Square to a circle?

Thread Starter

spinnaker

Joined Oct 29, 2009
7,830
I downloaded some meter face design software.

http://www.tonnesoftware.com/meter.html

The software has a whole bunch of parameters for the dimensions of your meter. Two of those dimensions are height and width. But the software assumes a square meter face. Mine our round.

I made may first found and things are pretty close but the scale is two wide. One of the dimensions is space between the screw holes. This measurement matches perfectly to my actual meter face.

I could go trial and error but I was wondering if there is a way to figure this out mathematically.
 

wayneh

Joined Sep 9, 2010
17,498
Of course there is, but personally I’d need a better description of the problem. Trial and error may be faster!
 

Thread Starter

spinnaker

Joined Oct 29, 2009
7,830
Of course there is, but personally I’d need a better description of the problem. Trial and error may be faster!
Not sure how I could explain it any better. Software expects to draw a square but I have a circle. I need to fit the square inside the circle, at least from a width standpoint.
 

WBahn

Joined Mar 31, 2012
30,088
A square, or a rectangle?

If you need a square to just fit inside the circle and you have a circle of radius R, then the width (and height) of the square is simply √2·R.

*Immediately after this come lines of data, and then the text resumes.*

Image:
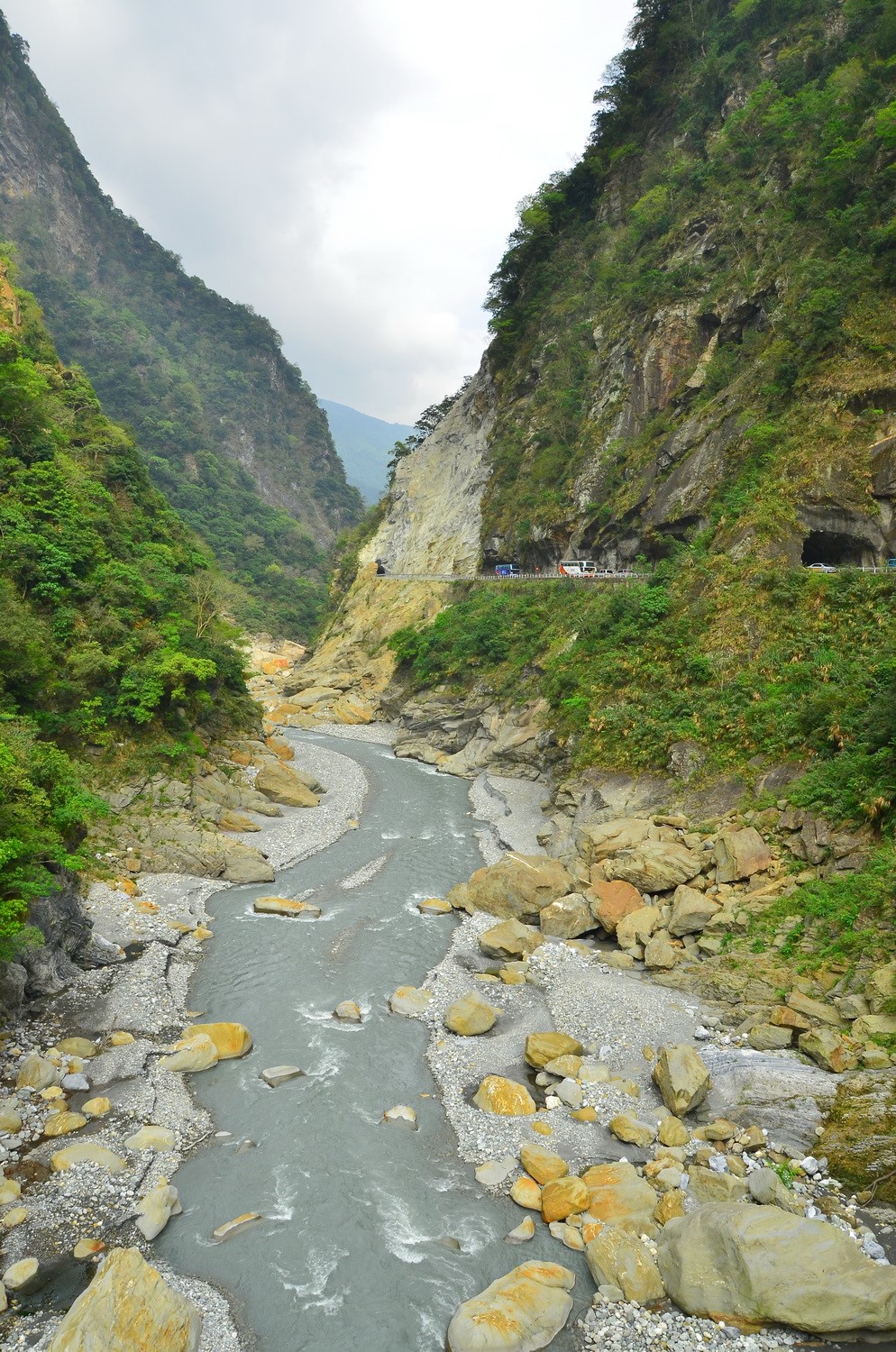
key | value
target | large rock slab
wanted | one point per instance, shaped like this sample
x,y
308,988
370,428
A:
x,y
741,854
828,1049
620,1197
655,865
617,1257
568,917
690,911
636,927
471,1016
509,938
281,784
611,902
232,1040
286,906
542,1165
520,1311
517,887
503,1097
681,1078
194,1052
601,841
129,1308
542,1048
761,1265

If you want to use a rectangle of dimensions WxH, then W² + H² = 4R²
 

Papabravo

Joined Feb 24, 2006
21,228
What you want is called a conformal mapping. You want to map a rectangle into a section of an annular ring.
Slightly more exotic, would be to map the rectangle onto an elliptical annular ring.
You could also do the layout in polar coordinates.
 

wayneh

Joined Sep 9, 2010
17,498
Not sure how I could explain it any better. Software expects to draw a square but I have a circle. I need to fit the square inside the circle, at least from a width standpoint.
Are you talking about an inscribed rectangle, or bending the rectangle to wrap around a ring as PB just described?
Either is a trivial chore in regular drawing programs.
 

WBahn

Joined Mar 31, 2012
30,088
It sounds like he just wants a circle circumscribed around the rectangle. I can't image how a conformal mapping would produce anything useful for what he seems to be describing.
 

Thread Starter

spinnaker

Joined Oct 29, 2009
7,830
I think it's this:
vs


I agree that trial and error is the way to do it.

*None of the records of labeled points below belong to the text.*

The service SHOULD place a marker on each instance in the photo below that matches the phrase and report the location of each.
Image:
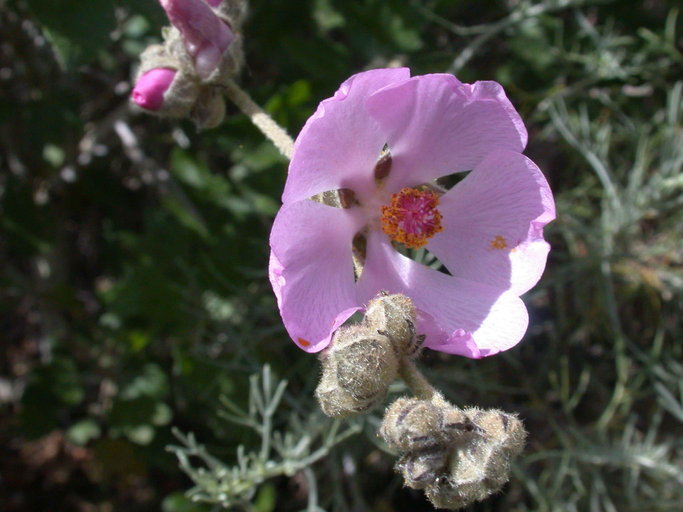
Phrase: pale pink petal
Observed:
(149, 90)
(206, 36)
(457, 315)
(311, 270)
(437, 125)
(340, 144)
(493, 224)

Yep. I have the meter on the left but software expects meter on the right. What is happening is the ends of the scale are knocked off. Trail and error it is I guess.
 

wayneh

Joined Sep 9, 2010
17,498
Yep. I have the meter on the left but software expects meter on the right. What is happening is the ends of the scale are knocked off. Trail and error it is I guess.
Can you show an example or better yet attach a file that shows the problem? There could be some easy solutions from just image editing or drawing.
 

SLK001

Joined Nov 29, 2011
1,549
I've always done my meter faces in AutoCad. I used the original meter face as a template to measure all the particulars.
 

Picbuster

Joined Dec 2, 2013
1,047
X axis = V sin(Q)
Y axis = V cos (Q)
This will produce a circle when q goes from 0 to 360 in steps of 1
Take 4 steps 0-90-270 -360 you produce a square.
Take 3 steps triangle.
V is vector ( radius)
Q in degree.

Picbuster
 

WBahn

Joined Mar 31, 2012
30,088
Yep. I have the meter on the left but software expects meter on the right. What is happening is the ends of the scale are knocked off. Trail and error it is I guess.
Have your tried using the scaling I gave you? It might at least get you a good starting point.
 

Thread Starter

spinnaker

Joined Oct 29, 2009
7,830
Have your tried using the scaling I gave you? It might at least get you a good starting point.

I ended up using the trail and error method. At first I thought the software would size the scale for you bases off of the dimensions you but in for the meter but that is simply not true. The two main settings are deflection and actual virtual offset. Deflection is basically the arc of the scale. Offset is where the center of the "circle" is from the bearing.

What I did was to get it close printing to paper. I then dialed it in closer by printing to wax paper (I use wax paper in thermal transfer). Wax paper makes it easy to line things up.

I just printed to a piece of paper here but what I will probably end up doing is to use thermal transfer to transfer the scale to the metal backing plate.